Good thread, especially since I'm also facing this project in the spring... Haven't priced out soda blasting but suspect it may be beyond my budget. Thoughts on sanding alone vs starting with a chemical stripper (e.g. Interstrip or Peelaway)? I have Micron Extra (abalative) on my bottom but have some areas where the paint hasn't adhered well and is flaking.


----------



## josrulz (Oct 15, 2006)

chef2sail said:


> I have also used the sand man with great results. Took off alll the old paints with no damage to the barrier coat at all. Jos just curious...our bottom paint lasts two years and we are in similar areas. Do you do any maitainence on it during the year such as use a diver or dive and maintain it yourself.
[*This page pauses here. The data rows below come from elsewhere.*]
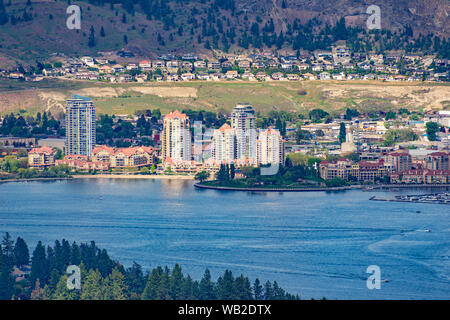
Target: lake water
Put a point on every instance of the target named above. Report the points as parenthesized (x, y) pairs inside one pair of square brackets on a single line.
[(314, 243)]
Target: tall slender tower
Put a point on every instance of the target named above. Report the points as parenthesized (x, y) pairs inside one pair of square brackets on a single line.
[(80, 126), (176, 137), (243, 119), (223, 148), (270, 147)]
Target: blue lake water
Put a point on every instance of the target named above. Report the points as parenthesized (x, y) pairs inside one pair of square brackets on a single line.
[(315, 244)]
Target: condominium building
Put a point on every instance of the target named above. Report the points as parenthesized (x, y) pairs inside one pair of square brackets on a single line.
[(243, 119), (437, 161), (399, 161), (270, 147), (41, 157), (176, 137), (80, 126), (223, 148), (124, 157), (349, 170)]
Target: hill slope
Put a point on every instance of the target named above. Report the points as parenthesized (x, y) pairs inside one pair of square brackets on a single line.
[(33, 29)]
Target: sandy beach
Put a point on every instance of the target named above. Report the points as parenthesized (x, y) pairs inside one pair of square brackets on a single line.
[(132, 176)]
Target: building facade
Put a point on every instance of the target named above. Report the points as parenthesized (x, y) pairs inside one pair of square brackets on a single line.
[(243, 120), (124, 157), (223, 145), (41, 157), (80, 126), (270, 147), (176, 137), (399, 161)]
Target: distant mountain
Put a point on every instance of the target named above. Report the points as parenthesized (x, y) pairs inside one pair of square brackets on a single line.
[(31, 30)]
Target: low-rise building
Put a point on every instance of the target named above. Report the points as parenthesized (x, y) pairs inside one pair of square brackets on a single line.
[(41, 157), (124, 157)]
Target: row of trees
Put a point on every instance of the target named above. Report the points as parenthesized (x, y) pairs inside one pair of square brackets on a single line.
[(105, 279)]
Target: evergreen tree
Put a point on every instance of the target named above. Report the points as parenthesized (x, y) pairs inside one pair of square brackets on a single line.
[(92, 288), (62, 292), (116, 287), (91, 41)]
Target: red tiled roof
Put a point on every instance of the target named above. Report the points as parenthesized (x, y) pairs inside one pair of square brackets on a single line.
[(175, 114), (43, 149)]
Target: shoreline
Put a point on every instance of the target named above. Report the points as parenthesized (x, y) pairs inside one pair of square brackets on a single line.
[(34, 179), (131, 176), (361, 187)]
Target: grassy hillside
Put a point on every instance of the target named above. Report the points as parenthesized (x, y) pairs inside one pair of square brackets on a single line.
[(332, 96)]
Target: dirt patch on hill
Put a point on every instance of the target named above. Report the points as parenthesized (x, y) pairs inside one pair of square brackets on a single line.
[(168, 92), (427, 97)]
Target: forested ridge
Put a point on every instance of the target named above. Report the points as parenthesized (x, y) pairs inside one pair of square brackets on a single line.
[(156, 26), (103, 278)]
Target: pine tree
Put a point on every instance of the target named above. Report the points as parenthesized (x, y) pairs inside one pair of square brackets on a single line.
[(92, 288), (116, 287), (62, 292)]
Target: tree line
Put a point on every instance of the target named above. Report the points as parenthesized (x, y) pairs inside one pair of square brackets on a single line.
[(103, 278)]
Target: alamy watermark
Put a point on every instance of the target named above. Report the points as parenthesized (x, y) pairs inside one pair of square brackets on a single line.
[(74, 278), (374, 280), (74, 20), (374, 20)]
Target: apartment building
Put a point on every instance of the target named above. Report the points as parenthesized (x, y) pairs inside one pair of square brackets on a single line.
[(41, 157), (80, 126), (270, 147), (124, 157), (437, 161), (243, 120), (399, 161), (176, 137), (224, 145)]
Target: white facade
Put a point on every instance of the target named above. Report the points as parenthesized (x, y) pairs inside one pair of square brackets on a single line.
[(176, 137), (270, 147), (223, 149), (243, 120), (80, 126)]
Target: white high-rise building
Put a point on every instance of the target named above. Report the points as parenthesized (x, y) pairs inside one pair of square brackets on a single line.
[(223, 148), (270, 147), (80, 126), (176, 137), (243, 120)]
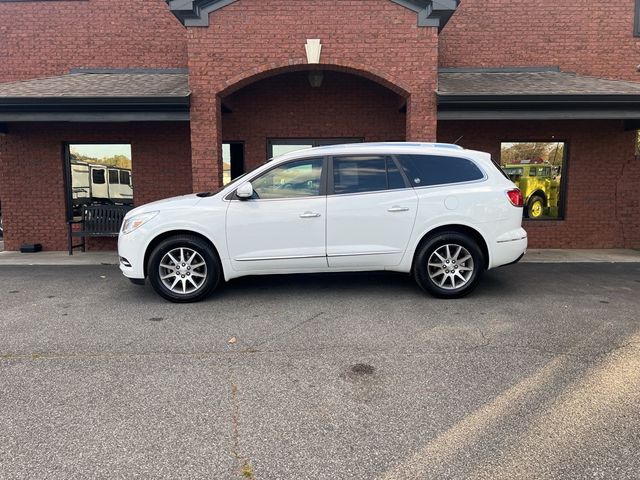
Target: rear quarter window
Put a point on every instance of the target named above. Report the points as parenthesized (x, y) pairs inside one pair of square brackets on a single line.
[(429, 170)]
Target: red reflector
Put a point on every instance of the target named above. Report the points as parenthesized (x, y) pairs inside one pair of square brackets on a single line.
[(515, 197)]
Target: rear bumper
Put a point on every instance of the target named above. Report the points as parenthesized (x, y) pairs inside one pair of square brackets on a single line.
[(509, 248)]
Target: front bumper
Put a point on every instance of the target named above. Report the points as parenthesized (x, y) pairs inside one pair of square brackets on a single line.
[(131, 248)]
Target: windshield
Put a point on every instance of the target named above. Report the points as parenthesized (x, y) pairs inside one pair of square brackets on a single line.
[(232, 182)]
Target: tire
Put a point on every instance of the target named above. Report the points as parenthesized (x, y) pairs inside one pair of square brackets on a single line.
[(535, 207), (190, 284), (446, 285)]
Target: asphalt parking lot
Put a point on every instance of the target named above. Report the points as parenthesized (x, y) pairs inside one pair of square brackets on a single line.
[(355, 376)]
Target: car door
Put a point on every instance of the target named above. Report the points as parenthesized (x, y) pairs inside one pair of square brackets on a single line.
[(282, 227), (371, 210)]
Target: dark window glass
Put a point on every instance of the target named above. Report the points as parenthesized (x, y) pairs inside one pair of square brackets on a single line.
[(113, 177), (359, 174), (125, 177), (427, 170), (394, 177), (98, 176), (291, 180)]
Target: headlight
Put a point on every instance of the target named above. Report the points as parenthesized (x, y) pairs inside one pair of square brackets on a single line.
[(133, 223)]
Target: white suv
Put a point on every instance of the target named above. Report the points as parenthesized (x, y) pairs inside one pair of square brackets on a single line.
[(437, 211)]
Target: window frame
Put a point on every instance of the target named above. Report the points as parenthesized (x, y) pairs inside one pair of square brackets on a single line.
[(562, 203), (323, 182), (117, 176), (105, 176), (480, 168), (331, 179), (124, 172), (66, 166)]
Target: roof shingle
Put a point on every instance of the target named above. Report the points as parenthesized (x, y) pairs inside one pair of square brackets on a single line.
[(101, 85)]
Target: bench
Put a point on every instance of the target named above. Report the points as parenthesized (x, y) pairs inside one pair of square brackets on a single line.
[(96, 221)]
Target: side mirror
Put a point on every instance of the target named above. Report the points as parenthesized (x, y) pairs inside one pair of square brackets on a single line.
[(245, 191)]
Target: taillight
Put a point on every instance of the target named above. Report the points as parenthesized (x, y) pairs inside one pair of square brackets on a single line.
[(515, 197)]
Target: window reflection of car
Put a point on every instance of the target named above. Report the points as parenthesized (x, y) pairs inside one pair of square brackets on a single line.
[(439, 212), (539, 185)]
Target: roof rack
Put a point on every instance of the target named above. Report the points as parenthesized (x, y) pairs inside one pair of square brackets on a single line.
[(396, 144)]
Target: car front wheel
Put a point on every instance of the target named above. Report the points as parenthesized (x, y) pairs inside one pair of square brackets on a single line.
[(449, 265), (184, 269)]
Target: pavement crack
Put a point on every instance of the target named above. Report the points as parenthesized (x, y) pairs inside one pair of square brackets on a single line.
[(254, 348), (244, 465)]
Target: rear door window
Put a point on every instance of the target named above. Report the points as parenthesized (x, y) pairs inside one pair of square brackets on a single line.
[(360, 174), (430, 170)]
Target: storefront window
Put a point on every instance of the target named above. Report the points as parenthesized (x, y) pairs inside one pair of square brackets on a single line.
[(98, 174), (538, 170)]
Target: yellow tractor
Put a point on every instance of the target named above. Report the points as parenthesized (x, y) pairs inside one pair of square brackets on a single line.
[(540, 186)]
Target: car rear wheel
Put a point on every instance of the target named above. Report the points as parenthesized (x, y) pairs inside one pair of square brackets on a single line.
[(184, 269), (449, 265)]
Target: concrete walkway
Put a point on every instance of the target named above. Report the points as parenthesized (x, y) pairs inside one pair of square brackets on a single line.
[(532, 256)]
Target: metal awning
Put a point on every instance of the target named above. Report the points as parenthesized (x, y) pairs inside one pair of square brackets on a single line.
[(463, 94), (533, 94)]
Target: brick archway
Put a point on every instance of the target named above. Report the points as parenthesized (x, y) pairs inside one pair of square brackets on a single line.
[(207, 137), (282, 105), (266, 70)]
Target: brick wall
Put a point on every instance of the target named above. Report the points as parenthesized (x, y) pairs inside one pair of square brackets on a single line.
[(48, 38), (250, 39), (32, 178), (583, 36), (602, 203), (286, 106)]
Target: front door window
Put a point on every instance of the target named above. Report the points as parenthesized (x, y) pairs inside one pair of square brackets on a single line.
[(292, 180)]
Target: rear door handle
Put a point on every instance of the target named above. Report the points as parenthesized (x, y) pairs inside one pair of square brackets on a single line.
[(309, 215), (396, 208)]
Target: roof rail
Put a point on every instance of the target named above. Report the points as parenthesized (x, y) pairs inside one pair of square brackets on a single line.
[(396, 144)]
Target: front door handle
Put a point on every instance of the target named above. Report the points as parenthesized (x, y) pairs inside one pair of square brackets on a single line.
[(309, 215), (396, 208)]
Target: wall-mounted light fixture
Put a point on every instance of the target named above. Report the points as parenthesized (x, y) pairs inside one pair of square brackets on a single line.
[(313, 48)]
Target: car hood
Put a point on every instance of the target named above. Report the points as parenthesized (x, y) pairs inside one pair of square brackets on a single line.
[(182, 201)]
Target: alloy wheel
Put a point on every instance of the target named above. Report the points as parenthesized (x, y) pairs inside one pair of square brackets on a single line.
[(450, 266), (183, 270)]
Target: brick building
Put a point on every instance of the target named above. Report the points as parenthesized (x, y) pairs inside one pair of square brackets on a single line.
[(202, 90)]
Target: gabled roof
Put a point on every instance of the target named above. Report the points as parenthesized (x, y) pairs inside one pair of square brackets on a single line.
[(533, 93), (431, 13), (99, 95)]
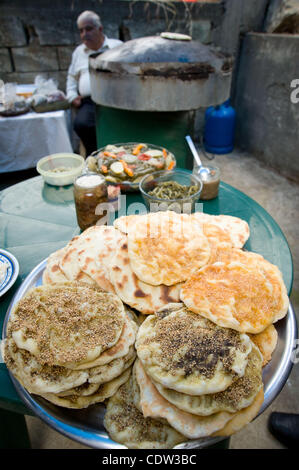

Can you touch up you chipped area and get another year out of your paint instead of just adding a few new layers to it?
> 
> Dave


Hi Chef, we had a diver under the boat about mid-way through the year, and when we hauled the boat, the bottom was actually pretty clean. I probably should have made the yard just wash lightly, because there wasn't much need to hit it hard.

I would think that if we sanded and touched up the keel and strut (which would mean another coat on them probably), and then just sanded and touched up where the chips are on the hull (not many), then we'd be good to go. The paint appeared to be in good shape before the wash.

I'm just surprised the power wash took off so many chips. Pounding into the chop on the Chesapeake didn't cause it, so it's not like the paint was just "loose".

It would be nice to get another season out of it, then I can sand off more or even soda blast it next year when it'll need more fresh paint anyway.

Just out of curiousity, since the chips are more on the keel and the strut, could the paint flaking there be a galvanic thing? Or am I thinking too hard?
-J


----------